Too much Billy Graham?

Apparently, according to the LAT, that was Billy Graham’s reply when asked for his opinion about a new museum about — Billy Graham.

I totally see where he’s coming from, though. Billy Graham is, without a doubt, an evangelist’s evangelist — the best of the best at what he does, which is to spread the message of Jesus. And when your life has been dedicated to spreading that message, be it in the darkest, most remote corners of the world or behind the most iron of curtains in communist countries, you don’t want that message to get garbled.

But the nature of most people, especially Americans, is to get caught up in the messenger and to misplace the message. Presentation, presentation, presentation — I remember that’s one of the first things my sister urged me to always remember when I began working outside my mom’s business.
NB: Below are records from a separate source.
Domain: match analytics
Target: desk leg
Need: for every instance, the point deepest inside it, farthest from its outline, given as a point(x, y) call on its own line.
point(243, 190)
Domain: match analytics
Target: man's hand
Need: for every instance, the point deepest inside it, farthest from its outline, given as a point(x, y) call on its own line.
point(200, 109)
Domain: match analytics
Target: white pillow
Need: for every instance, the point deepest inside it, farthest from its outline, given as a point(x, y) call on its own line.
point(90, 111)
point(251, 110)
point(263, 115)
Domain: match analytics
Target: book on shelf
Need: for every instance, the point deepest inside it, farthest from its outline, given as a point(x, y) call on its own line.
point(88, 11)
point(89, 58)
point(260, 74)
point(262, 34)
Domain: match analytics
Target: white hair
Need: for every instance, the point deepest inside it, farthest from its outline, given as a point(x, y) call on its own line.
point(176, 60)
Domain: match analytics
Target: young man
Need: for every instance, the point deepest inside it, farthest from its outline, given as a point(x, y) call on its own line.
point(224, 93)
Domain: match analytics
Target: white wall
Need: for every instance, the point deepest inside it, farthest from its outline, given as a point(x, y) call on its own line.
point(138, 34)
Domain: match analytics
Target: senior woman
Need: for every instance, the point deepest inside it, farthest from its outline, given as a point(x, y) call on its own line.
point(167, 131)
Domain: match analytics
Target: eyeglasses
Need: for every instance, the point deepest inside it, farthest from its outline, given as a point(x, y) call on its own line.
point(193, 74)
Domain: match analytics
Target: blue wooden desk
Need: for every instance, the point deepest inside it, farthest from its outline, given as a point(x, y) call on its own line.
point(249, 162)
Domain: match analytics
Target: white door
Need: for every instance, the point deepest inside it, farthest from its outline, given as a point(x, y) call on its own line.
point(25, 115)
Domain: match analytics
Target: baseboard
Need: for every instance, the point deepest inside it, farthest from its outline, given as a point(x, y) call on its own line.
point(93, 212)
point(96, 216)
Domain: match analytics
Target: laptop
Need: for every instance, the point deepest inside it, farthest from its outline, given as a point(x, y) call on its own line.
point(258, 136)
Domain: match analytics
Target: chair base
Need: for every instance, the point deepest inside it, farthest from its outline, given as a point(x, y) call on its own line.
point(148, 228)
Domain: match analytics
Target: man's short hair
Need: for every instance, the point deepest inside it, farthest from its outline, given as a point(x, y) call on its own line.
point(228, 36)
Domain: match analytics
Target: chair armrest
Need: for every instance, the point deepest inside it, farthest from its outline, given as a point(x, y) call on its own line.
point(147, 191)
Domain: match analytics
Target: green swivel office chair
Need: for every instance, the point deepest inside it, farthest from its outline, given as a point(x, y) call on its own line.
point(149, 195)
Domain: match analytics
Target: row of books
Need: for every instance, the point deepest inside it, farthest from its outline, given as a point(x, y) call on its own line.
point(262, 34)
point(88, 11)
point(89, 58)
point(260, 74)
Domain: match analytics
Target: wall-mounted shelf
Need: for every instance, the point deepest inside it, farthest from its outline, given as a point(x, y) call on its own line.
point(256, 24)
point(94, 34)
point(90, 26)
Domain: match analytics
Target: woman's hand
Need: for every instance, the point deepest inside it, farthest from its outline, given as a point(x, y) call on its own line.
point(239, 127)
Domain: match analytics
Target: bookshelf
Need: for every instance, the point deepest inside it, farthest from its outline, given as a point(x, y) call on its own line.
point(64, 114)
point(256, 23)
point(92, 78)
It’s amazing that Billy Graham has led so many people to be saved. It’s even more amazing to me that he realizes this less than savory human trait of idolizing the messenger and didn’t really care for a museum about him and was only convinced to give it his blessing when his son said it would be a perpetual way to get people saved.

With Graham, at 88, in failing health, his family and friends have struggled to find an appropriate way to commemorate and carry on his work. A humble man who never saw a need to upgrade his cheap suits or his modest mountaintop home, Graham at first shrank from the idea of turning his life story into a tourist attraction.

Only when he was convinced that the project would serve as a perpetual crusade — a tribute not to him but to Jesus Christ — did Graham give it his blessing.

“The last thing my father wanted was to have a monument to himself,” Franklin Graham said.

The Billy Graham Library is intensely focused on the Gospel, with dozens of video clips of Graham quoting Scripture. But the $27-million museum also boasts a splash of Disney, and that’s troubled some of Graham’s admirers.

I’m not sure if that museum will really do the trick. If anything, I think books and memoirs will do the trick more than a museum, but then I am a book lover. Plus, I’m a little bit like the other guy quoted in the article — I would love to know what he has said or done to influence our past presidents and other powerful people. He really is an amazing man, but at least I know why. It’s sad that not everyone does.